A/N: So I decided to write this fanfiction based off the song 'Take Me to Church' by Hozier as I thought it really suited Rebekah Mikaelson so yeah, I hope you all like it :D This is something I have been working on for a while now, and finally decided to post, so I really hope you like it, and please review! :)
DISCLAIMER – I do not own the song or the character :)

My lover's got humor,
She's the giggle at a funeral.

My name's Rebekah Mikaelson. I've been dead for over a century, she began to write in the leather bound journal that she decided to start keeping, too much family drama she thought.
I've never found love before, my brother Niklaus always stopped every love that I ever had over my century as a vampire. An original vampire, the first of our kind. He always thought that no one was ever good enough for me, except Marcel. But Marcel never stayed; Klaus didn't want him to ruin the family, so he forbids our love.

Knows everybody's disapproval
I should've worshipped her sooner

For over a thousand years everyone has disapproved of our family's ways, the ways we choose to survive. There were times people worshipped our family, and there were times when they didn't. My brothers Kol, Finn, Niklaus and Elijah, they never worshipped me. I was always the little sister that got away, the one that was never any good. But I was still their little sister. Klaus, Elijah and I, we swore on always and forever, and that's the way it stayed.

If the heavens ever did speak
She's the last true mouthpiece

My family has many secrets, and one of them is that my brother has a gorgeous little baby girl called Hope. And she's the newest Mikaelson family member, my brother worships Hope, and so do I. Hope is everything this family has ever wanted, which is why she is our secret. For her life is in danger, and it always will be. Rebekah thought, she needs this family's protection, she could be the last of us all.

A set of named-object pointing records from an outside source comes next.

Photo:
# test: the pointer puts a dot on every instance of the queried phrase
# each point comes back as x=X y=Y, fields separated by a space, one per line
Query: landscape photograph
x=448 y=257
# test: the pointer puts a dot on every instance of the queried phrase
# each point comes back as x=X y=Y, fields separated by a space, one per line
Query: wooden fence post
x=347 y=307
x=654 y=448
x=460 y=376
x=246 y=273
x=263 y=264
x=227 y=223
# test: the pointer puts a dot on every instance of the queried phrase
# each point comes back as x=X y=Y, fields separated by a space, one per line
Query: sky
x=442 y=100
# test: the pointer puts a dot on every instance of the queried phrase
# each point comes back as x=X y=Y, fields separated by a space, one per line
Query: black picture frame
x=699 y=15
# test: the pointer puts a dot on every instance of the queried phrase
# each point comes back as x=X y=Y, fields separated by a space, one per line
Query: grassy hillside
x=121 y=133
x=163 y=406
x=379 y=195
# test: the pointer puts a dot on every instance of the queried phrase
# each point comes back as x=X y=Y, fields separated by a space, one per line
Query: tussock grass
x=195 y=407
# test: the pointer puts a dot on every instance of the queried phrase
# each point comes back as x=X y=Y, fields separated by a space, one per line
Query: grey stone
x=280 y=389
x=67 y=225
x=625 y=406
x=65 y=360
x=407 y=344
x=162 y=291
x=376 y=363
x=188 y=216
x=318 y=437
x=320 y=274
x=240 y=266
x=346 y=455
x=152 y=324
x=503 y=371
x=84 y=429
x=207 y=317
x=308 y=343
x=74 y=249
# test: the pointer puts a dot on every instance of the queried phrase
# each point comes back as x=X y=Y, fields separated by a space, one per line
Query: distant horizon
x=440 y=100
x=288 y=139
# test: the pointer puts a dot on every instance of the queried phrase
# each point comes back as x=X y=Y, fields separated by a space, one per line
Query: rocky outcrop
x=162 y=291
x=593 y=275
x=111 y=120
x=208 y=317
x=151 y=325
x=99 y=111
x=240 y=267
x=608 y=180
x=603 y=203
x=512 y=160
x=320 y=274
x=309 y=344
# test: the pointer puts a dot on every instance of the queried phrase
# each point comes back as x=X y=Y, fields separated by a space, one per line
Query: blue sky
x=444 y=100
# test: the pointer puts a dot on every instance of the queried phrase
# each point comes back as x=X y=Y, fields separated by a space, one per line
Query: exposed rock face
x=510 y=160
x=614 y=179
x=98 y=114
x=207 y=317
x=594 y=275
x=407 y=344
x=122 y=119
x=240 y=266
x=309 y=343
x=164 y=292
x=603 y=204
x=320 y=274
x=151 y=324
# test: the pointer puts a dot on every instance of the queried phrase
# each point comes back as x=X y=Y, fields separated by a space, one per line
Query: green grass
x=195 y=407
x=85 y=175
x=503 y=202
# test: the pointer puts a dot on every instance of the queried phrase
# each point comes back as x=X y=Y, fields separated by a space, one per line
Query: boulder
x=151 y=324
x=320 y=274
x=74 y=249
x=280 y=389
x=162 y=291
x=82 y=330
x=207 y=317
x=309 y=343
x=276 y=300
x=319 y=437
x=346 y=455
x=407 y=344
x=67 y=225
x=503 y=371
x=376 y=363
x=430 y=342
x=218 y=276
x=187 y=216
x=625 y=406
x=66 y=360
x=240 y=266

Every Sunday's getting more bleak,
A fresh poison each week

Human blood. It's the substance that we feed on, and it's the only thing that is enough to keep us going. Except there is something that doesn't, it's toxic. Rebekah wrote, it is poison. It's called vervain, and it's enough to make them on unconscious. Then there is another form of poison, it's called werewolf venom. However it can't kill an original, but it's enough to drive them insane.

"We were born sick"
you heard them say it

Our mother told us we were going to be brilliant. We were going to be strong and survive everything. But little did we know that we would soon become obnoxious to the outside world, and that our thirst would get out of control. That we would soon attract weird looks from the villagers, and the sun would no longer become our friends. That was when daylight rings were created for us. However, our friends still shut their doors to us.

My church offers no absolutes,
She says "worship in the bedroom"

There was a little church I liked once, I was going to marry in it. Little did I know that there are strangers to our world, people that would hurt us and show no mercy when they did it. I was a fool to even fall in love with one, a hunter he was, one of the five. The first ever hunters to roam our planets and know the ways in which to put us originals down. A fool I was to fall in love, because whilst I thought that I was in his loving arms, he stabbed me in the back…quite literally actually.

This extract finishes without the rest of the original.